Quarter the tomatoes and place them in a blender with the quarter onion and the garlic cloves. Blend on high until completely smooth, about 30 seconds. You should have between 2 1/2 and 3 cups of bright red puree. Pass it through a fine-mesh sieve if you want it silky. If you do not strain it, the rice will still be good. This is the caldillo, the base that gives the rice its color and its name.
Combine the tomato puree with enough warm chicken broth to total exactly 4 cups of liquid. This ratio, two cups of rice to four cups of liquid, is the central principle of arroz a la mexicana. Less liquid and the rice cooks dry. More liquid and you have soup. No me vengas con atajos.
Heat the oil or lard in a heavy 3-quart pot or wide cazuela over medium heat. Add the chopped white onion and cook for one minute, until translucent. Add the drained rice and stir constantly with a wooden spoon. Toast the rice for 6 to 8 minutes, until the grains turn from translucent to opaque white and then take on a pale gold color. You will hear them start to sing in the oil. The kitchen will smell like a panaderia. This frying step is the dish. La manteca es el sabor and the toasted grain is the structure. Skip it and you have made a different recipe.

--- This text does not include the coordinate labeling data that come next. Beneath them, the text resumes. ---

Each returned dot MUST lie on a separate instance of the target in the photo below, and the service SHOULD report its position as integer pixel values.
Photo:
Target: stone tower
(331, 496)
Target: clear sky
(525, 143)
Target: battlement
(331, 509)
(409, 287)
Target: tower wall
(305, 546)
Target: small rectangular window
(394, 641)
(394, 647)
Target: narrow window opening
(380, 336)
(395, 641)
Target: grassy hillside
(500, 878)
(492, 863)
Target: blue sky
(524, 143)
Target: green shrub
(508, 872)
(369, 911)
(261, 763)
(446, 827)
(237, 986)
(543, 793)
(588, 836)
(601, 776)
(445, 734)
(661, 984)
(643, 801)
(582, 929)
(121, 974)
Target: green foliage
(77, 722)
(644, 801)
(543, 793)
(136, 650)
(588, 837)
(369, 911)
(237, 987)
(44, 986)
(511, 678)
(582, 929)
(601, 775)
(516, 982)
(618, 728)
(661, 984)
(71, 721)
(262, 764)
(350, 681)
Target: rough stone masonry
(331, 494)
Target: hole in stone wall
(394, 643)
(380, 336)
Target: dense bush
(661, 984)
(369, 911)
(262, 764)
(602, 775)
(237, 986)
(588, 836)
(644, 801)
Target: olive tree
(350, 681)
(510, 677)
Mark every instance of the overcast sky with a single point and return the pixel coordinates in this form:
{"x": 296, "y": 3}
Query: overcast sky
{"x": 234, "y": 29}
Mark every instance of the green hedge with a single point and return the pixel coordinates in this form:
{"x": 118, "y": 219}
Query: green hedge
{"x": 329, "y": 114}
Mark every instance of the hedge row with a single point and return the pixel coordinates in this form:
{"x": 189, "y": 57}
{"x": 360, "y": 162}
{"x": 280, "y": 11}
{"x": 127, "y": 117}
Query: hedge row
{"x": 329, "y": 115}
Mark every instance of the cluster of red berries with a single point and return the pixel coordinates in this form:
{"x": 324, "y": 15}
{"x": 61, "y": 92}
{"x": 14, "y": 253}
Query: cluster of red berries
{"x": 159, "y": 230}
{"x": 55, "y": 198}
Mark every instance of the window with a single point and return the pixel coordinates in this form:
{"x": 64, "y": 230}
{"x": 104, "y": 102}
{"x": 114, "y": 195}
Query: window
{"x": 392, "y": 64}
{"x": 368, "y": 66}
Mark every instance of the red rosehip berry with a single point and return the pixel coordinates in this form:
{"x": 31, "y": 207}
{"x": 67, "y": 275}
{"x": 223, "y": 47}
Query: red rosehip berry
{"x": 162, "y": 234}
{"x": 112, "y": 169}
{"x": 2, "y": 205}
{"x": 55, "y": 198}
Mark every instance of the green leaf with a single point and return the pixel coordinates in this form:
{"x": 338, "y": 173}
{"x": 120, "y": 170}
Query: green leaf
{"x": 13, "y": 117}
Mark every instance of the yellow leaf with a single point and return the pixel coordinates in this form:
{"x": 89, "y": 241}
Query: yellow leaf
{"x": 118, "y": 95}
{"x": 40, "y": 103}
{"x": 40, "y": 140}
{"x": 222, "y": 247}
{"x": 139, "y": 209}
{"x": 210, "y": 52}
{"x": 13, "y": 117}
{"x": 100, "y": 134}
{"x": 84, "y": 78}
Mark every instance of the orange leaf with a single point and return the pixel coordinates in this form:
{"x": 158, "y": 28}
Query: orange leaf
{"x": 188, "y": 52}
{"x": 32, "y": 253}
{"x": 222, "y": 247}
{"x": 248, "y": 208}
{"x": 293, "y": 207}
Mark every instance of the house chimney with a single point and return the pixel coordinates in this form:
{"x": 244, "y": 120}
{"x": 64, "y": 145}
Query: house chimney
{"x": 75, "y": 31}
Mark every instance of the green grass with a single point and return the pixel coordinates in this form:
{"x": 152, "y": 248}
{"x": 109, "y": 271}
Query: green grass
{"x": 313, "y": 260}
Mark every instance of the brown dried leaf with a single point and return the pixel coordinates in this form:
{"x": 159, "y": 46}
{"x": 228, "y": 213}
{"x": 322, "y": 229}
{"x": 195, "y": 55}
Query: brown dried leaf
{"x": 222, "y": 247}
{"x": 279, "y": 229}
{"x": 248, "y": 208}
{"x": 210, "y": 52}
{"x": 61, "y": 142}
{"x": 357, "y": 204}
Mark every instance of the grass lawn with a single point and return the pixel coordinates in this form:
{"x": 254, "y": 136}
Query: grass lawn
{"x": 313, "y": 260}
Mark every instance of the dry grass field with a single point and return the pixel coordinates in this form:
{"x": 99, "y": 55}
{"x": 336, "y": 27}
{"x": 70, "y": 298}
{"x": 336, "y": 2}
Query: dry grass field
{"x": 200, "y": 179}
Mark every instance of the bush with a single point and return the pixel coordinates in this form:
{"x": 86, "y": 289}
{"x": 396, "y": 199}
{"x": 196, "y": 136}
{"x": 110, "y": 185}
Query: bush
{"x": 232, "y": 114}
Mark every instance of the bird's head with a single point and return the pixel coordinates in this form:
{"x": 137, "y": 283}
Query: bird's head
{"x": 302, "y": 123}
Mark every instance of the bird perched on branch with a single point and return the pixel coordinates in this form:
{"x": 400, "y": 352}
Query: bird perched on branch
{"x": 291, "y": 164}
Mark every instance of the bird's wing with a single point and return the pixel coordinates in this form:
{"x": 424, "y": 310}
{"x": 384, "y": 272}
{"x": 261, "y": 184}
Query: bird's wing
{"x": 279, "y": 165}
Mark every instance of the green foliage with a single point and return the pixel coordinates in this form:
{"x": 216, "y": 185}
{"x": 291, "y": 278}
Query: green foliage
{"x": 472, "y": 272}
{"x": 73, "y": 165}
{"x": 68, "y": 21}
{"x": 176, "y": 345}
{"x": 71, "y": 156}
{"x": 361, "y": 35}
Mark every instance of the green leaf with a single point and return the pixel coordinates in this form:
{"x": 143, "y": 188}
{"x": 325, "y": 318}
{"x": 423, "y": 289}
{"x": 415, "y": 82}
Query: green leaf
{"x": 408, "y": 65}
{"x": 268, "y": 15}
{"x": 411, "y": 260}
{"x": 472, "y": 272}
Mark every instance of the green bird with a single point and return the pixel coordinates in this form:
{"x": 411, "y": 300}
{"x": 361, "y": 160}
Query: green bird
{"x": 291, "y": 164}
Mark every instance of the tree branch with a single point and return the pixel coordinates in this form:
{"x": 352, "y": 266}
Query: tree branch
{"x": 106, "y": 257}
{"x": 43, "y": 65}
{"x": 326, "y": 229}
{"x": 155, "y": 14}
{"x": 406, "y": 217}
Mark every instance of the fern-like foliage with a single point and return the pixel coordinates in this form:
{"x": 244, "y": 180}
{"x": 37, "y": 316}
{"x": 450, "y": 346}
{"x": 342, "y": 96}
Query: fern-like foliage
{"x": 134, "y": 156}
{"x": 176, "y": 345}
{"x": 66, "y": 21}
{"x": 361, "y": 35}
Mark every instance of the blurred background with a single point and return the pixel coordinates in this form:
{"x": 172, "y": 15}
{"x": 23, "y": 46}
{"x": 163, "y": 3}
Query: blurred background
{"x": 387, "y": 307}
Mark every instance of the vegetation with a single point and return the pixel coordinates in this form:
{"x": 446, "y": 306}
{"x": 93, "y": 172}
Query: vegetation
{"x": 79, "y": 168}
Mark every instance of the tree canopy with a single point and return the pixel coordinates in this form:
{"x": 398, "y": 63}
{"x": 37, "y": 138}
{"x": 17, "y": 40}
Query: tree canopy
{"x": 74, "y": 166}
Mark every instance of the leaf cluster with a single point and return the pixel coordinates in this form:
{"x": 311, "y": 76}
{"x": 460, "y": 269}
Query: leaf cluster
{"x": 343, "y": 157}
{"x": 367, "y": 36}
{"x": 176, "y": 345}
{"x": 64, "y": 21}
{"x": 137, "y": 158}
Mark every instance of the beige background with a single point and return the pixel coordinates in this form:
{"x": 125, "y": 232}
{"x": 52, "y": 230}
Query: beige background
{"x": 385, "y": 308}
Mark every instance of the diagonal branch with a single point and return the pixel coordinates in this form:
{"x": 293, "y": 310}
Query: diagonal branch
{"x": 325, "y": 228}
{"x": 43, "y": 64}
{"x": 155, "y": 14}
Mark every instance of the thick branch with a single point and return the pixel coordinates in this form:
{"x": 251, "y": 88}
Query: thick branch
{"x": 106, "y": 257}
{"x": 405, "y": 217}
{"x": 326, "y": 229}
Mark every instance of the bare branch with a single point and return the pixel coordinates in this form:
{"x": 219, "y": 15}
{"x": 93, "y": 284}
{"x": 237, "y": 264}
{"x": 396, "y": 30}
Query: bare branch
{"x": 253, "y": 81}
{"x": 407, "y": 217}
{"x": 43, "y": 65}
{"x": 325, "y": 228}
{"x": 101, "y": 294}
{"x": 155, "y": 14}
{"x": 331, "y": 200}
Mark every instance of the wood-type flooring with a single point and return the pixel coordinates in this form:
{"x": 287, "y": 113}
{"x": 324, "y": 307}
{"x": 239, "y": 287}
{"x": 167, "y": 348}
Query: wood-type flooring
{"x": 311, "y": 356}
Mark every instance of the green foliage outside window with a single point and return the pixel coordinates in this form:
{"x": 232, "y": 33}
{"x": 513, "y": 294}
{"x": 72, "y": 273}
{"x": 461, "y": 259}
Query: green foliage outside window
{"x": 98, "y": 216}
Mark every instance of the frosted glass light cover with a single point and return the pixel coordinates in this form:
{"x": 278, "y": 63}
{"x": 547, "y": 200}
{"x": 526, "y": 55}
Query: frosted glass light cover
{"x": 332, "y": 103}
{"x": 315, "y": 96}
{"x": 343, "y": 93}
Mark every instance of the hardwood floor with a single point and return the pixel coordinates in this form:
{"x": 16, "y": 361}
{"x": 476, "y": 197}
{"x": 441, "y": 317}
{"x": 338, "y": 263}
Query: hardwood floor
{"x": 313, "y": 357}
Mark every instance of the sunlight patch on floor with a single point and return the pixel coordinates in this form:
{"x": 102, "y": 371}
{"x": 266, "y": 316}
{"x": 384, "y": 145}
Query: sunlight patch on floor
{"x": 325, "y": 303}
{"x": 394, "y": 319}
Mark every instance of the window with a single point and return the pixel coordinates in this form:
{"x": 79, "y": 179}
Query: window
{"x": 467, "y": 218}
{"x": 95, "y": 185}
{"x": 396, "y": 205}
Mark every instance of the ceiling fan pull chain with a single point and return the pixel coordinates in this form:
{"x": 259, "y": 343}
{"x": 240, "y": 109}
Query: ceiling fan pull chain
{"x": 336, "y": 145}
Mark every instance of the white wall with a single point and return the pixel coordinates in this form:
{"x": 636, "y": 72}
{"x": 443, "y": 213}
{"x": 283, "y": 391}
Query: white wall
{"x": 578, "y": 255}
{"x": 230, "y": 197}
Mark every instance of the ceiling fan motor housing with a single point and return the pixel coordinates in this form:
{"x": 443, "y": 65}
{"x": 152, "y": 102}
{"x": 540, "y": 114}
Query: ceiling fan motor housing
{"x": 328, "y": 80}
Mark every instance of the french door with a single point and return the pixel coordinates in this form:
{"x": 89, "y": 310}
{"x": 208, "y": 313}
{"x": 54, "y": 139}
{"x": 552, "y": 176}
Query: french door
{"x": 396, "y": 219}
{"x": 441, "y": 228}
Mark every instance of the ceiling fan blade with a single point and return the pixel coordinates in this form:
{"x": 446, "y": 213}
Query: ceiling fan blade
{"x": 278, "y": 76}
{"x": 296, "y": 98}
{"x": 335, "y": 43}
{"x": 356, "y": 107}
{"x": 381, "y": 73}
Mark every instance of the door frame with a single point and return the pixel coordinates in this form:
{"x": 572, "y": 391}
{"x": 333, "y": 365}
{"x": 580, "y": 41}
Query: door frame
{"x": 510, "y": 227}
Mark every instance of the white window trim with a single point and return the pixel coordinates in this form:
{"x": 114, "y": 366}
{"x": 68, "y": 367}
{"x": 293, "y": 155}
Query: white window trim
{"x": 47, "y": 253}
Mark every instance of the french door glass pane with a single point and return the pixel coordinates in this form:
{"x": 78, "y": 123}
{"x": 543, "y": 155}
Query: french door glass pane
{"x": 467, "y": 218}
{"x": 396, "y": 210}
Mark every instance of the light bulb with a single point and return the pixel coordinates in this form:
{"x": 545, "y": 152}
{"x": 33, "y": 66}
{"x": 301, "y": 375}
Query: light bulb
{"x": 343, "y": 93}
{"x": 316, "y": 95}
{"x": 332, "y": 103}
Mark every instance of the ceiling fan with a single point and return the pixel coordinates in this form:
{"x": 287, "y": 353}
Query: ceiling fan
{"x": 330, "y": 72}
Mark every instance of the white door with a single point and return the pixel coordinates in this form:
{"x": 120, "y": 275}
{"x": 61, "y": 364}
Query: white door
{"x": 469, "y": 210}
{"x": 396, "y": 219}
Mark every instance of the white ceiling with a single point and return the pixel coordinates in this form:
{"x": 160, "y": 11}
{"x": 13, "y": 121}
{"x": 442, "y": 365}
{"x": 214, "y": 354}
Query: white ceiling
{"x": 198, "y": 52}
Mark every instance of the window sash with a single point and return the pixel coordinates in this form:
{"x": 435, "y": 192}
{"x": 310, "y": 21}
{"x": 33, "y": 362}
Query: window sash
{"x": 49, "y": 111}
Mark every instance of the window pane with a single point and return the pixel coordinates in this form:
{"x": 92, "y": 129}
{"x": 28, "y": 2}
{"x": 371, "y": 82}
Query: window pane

Pour in the combined tomato puree and broth. It will sputter and steam. Stir once to settle the rice into an even layer. Add the diced carrot, the peas, the parsley sprig, the whole serrano if using, and the salt. Stir once more and do not stir again. Stirring rice after the liquid goes in breaks the grains and turns the dish gummy. Así se hace y punto.
Bring the pot to a strong simmer over medium-high heat, about two minutes. Reduce the heat to low, cover the pot tightly with a well-fitting lid, and cook for 18 to 20 minutes. Do not lift the lid. The steam trapped inside is what cooks the top layer of rice. If you peek, you let the steam out and the top grains stay raw.
After 20 minutes, pull the pot off the heat. Leave it covered for another 10 minutes. This is not optional. The rest is when the grains finish absorbing the last of the liquid and the texture sets. Lift the lid. Remove the parsley sprig and the whole serrano. Fluff the rice gently with a fork, never a spoon, lifting from the bottom. The grains should be separate, tender, and red-orange from the tomato. Taste for salt. Serve immediately, family-style in the pot it cooked in or mounded on a clay plate.